Romantic orientation, also called affectional orientation, indicates the sex or gender with which a person is most likely to have a romantic relationship or fall in love. It is used both alternatively and side by side with the term sexual orientation, and is based on the perspective that sexual attraction is but a single component of a larger dynamic. For example, although a pansexual person may feel sexually attracted to people regardless of gender, the person may experience romantic attraction and intimacy with women only.

For asexual people, romantic orientation is often considered a more useful measure of attraction than sexual orientation.

The relationship between sexual attraction and romantic attraction is still under debate and is not fully understood.

Romantic identities

People may or may not engage in purely emotional romantic relationships. The main identities relating to this are:

Aromantic: No romantic attraction towards anyone (aromanticism, see section below).
Heteroromantic (or heteromantic): Romantic attraction towards person(s) of the opposite gender (heteroromanticism).
Homoromantic: Romantic attraction towards person(s) of the same gender (homoromanticism).
Biromantic: Romantic attraction towards person(s) of two or more genders (biromanticism).
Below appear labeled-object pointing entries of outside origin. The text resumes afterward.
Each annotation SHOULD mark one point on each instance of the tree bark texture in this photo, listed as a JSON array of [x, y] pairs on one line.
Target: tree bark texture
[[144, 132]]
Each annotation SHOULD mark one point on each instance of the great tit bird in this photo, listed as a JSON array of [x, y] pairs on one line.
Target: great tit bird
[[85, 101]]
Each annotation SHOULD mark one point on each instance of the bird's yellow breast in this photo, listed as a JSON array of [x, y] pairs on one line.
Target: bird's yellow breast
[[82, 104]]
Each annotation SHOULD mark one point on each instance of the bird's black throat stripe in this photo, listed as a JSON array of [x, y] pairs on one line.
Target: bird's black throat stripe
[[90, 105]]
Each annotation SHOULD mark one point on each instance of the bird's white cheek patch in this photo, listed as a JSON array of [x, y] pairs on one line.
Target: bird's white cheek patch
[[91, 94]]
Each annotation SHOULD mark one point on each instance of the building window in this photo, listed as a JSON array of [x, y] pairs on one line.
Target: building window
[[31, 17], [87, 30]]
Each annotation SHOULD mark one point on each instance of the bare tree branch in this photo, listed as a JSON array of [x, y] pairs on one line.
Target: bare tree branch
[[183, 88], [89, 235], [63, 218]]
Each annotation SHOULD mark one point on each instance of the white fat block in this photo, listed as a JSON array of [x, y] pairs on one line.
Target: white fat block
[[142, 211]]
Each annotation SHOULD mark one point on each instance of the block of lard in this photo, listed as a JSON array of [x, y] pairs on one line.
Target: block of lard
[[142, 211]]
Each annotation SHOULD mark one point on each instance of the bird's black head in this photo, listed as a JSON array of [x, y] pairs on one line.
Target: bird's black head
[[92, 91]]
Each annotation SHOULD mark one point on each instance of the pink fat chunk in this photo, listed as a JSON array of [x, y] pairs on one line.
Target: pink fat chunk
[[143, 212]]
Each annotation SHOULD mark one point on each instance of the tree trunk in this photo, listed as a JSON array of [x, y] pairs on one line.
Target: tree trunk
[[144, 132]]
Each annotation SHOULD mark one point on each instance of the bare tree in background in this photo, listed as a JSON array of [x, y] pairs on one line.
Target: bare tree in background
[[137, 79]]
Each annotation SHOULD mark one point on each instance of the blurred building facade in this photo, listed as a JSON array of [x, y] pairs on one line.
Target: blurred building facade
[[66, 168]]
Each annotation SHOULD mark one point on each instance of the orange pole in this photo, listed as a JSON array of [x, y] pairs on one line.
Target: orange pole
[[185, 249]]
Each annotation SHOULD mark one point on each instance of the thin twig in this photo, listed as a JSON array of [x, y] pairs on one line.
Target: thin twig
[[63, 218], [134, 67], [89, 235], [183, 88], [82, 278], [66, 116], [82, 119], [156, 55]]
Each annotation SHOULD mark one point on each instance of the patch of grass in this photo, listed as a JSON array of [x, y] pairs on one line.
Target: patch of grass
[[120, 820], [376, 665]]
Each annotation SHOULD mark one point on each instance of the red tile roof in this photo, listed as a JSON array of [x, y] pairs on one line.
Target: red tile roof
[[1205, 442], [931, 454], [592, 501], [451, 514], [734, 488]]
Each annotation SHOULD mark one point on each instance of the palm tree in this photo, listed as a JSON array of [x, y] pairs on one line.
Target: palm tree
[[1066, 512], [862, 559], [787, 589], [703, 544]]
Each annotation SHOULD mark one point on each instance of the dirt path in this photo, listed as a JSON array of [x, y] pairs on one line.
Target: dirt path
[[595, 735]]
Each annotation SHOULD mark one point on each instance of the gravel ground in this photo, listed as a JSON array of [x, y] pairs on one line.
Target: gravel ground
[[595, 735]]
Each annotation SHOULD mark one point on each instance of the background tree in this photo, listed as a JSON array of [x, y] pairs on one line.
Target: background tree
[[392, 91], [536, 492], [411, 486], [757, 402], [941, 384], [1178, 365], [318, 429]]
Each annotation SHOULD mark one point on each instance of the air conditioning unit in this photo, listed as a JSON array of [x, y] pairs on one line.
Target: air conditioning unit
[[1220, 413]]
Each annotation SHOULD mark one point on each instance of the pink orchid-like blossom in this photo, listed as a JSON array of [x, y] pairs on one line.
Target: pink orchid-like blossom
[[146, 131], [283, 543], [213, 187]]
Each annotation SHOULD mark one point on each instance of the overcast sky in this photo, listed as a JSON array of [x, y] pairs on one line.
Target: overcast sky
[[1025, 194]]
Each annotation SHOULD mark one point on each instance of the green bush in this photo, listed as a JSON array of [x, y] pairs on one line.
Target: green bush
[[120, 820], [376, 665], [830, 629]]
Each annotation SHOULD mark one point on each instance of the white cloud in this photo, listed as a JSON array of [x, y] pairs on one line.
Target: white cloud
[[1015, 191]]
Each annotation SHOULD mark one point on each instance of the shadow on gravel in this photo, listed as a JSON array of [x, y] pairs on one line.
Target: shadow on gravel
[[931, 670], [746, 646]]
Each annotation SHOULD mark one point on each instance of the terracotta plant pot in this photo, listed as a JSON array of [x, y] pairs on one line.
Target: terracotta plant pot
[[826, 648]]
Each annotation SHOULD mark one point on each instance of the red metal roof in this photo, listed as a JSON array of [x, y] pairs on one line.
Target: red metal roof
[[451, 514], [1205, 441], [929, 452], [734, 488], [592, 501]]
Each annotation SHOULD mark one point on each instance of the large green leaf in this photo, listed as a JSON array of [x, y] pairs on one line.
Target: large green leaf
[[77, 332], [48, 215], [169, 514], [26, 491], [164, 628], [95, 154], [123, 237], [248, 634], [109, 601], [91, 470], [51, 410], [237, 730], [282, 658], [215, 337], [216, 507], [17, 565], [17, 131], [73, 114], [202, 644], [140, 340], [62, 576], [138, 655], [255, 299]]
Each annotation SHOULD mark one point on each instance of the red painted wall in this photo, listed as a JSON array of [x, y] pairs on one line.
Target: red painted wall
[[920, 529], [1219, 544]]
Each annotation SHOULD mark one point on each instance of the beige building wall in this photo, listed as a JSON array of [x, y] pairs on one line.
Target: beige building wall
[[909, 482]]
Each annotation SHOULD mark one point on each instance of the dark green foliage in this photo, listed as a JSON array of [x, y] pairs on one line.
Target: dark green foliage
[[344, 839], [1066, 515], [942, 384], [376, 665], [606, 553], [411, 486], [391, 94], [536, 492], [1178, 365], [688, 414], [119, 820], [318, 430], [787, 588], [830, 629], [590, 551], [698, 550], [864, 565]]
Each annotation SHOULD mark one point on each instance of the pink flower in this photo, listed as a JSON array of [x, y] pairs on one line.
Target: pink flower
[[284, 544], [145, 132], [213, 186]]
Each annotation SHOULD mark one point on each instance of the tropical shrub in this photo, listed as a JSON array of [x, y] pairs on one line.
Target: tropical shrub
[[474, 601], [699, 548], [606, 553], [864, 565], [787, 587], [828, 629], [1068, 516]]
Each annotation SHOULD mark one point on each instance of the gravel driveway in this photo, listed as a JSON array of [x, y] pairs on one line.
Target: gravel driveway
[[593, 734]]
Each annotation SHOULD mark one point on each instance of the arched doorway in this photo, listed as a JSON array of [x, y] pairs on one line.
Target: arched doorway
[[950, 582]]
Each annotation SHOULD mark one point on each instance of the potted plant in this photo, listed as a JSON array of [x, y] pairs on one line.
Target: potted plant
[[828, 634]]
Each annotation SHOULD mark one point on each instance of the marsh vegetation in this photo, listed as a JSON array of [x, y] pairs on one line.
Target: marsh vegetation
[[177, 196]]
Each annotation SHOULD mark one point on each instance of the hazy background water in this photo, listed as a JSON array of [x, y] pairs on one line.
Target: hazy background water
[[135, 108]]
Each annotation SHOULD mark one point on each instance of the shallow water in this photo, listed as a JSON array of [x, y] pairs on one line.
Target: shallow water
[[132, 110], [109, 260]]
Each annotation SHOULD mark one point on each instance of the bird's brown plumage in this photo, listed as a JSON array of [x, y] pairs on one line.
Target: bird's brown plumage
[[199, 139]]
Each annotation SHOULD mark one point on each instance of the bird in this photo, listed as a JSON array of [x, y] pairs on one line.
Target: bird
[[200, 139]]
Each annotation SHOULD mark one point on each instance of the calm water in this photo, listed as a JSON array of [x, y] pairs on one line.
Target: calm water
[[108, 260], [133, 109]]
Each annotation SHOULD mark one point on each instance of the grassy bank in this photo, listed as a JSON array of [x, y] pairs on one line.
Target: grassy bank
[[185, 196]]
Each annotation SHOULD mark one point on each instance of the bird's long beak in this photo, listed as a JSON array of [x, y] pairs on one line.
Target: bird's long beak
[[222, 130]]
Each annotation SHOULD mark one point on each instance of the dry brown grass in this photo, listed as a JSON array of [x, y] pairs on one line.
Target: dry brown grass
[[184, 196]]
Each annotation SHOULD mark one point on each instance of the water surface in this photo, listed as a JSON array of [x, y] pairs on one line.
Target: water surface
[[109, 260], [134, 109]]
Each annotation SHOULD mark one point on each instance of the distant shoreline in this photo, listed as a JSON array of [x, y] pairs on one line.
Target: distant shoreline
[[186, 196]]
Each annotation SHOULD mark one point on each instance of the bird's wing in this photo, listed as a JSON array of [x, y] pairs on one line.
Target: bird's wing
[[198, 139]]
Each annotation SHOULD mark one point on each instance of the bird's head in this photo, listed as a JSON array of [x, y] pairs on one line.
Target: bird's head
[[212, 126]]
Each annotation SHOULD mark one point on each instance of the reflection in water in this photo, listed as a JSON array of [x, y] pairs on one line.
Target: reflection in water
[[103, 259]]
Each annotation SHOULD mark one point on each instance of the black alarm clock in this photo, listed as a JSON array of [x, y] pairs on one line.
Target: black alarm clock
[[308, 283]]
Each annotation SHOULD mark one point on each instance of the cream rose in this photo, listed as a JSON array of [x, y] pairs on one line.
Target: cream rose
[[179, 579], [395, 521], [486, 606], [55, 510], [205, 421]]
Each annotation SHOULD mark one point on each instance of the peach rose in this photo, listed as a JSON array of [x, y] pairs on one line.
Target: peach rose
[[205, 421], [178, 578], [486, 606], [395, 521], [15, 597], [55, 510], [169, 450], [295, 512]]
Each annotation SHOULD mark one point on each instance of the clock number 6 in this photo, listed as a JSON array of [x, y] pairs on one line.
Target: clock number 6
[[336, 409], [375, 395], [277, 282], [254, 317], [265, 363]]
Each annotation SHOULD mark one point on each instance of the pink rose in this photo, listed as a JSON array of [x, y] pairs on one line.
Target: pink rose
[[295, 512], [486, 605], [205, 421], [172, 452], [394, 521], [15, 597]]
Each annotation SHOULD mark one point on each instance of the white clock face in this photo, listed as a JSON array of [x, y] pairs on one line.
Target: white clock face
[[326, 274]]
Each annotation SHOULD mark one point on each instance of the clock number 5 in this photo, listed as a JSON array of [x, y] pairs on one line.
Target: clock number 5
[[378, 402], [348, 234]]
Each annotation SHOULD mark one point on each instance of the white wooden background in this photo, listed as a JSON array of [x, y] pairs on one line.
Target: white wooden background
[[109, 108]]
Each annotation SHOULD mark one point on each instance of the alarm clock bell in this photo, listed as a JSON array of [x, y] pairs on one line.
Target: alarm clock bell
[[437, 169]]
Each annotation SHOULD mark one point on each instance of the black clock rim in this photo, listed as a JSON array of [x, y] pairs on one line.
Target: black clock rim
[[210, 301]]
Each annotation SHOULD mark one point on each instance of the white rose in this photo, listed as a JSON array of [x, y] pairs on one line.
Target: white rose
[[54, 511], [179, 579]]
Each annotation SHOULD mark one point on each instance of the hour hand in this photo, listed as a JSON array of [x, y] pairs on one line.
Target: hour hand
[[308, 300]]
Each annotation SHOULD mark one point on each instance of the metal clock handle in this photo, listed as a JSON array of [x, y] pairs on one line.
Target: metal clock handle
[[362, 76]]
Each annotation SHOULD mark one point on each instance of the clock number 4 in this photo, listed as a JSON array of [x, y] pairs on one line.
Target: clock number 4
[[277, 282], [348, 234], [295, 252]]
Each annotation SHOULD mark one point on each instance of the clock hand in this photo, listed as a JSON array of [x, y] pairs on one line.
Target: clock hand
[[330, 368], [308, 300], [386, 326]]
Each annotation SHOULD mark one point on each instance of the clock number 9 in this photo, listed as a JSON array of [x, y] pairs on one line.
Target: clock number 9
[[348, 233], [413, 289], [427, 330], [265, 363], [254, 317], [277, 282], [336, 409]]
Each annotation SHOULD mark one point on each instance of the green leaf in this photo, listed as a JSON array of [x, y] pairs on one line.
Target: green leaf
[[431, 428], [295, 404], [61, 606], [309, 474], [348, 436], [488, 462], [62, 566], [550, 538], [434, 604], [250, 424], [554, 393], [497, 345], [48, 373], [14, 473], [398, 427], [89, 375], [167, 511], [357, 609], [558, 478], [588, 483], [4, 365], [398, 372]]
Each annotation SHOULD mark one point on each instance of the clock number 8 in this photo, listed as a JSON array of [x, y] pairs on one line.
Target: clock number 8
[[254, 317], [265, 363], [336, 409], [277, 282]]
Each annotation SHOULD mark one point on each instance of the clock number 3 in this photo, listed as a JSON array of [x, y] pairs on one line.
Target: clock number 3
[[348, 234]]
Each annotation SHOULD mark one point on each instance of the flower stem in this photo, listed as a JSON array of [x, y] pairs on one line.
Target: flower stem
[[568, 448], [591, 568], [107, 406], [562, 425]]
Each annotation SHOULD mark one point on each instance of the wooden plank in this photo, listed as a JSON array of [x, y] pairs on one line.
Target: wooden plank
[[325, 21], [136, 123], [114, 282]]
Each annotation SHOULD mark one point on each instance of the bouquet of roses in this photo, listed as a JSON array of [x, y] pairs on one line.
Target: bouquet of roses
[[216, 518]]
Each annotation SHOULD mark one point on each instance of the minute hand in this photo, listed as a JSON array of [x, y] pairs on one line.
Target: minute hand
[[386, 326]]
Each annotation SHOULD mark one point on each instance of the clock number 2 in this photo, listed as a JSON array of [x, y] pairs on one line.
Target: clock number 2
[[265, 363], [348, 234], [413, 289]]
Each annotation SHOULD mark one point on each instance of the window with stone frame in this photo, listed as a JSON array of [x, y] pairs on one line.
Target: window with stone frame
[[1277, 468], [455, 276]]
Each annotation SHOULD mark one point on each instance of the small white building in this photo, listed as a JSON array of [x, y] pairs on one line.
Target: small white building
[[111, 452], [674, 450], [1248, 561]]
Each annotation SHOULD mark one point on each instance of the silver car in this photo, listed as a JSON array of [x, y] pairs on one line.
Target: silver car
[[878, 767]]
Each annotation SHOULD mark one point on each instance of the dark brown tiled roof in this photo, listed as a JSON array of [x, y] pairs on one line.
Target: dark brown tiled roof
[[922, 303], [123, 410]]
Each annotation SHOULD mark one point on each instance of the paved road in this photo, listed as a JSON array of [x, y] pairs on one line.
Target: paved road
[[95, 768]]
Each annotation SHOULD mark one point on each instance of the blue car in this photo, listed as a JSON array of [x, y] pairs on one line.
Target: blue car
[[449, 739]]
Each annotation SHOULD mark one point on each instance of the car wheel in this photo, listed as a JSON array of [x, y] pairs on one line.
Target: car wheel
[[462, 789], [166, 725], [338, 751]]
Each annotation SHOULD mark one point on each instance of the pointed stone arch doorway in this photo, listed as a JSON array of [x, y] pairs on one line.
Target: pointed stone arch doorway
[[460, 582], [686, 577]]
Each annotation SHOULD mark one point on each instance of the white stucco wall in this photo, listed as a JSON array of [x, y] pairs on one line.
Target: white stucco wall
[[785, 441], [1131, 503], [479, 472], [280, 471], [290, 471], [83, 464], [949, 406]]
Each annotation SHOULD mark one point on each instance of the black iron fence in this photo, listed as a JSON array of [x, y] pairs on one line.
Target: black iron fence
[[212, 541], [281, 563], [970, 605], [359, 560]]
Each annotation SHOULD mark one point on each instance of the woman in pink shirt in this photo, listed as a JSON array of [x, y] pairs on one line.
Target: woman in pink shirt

Sometimes used the same way as panromantic.
Panromantic: Romantic attraction towards person(s) of any, every, and all genders (panromanticism).
Demiromantic: Romantic attraction towards any of the above but only after forming a deep emotional bond with the person(s) (demiromanticism).
Greyromantic: Experiencing romantic attraction rarely or only under certain circumstances (greyromanticism).

Relationship with sexual orientation and asexuality

The implications of the distinction between romantic and sexual orientations have not been fully recognized, nor have they been studied extensively.[8] It is common for sources to describe sexual orientation as including components of both sexual and romantic (or romantic equivalent) attractions.[5][8] Publications investigating the relationship between sexual orientation and romantic orientation are limited. Challenges in collecting information result from survey participants having difficulty identifying or distinguishing between sexual and romantic attractions.[5][9][10] Asexual individuals experience little to no sexual attraction (see gray asexuality); however, they may still experience romantic attraction.[11][12] Lisa M. Diamond states that a person’s romantic orientation can differ from whom the person is sexually attracted to.[4] While there is limited research on the discordance between sexual attraction and romantic attraction in individuals, also known as cross orientation, the possibility of fluidity and diversity in attractions have been progressively recognized.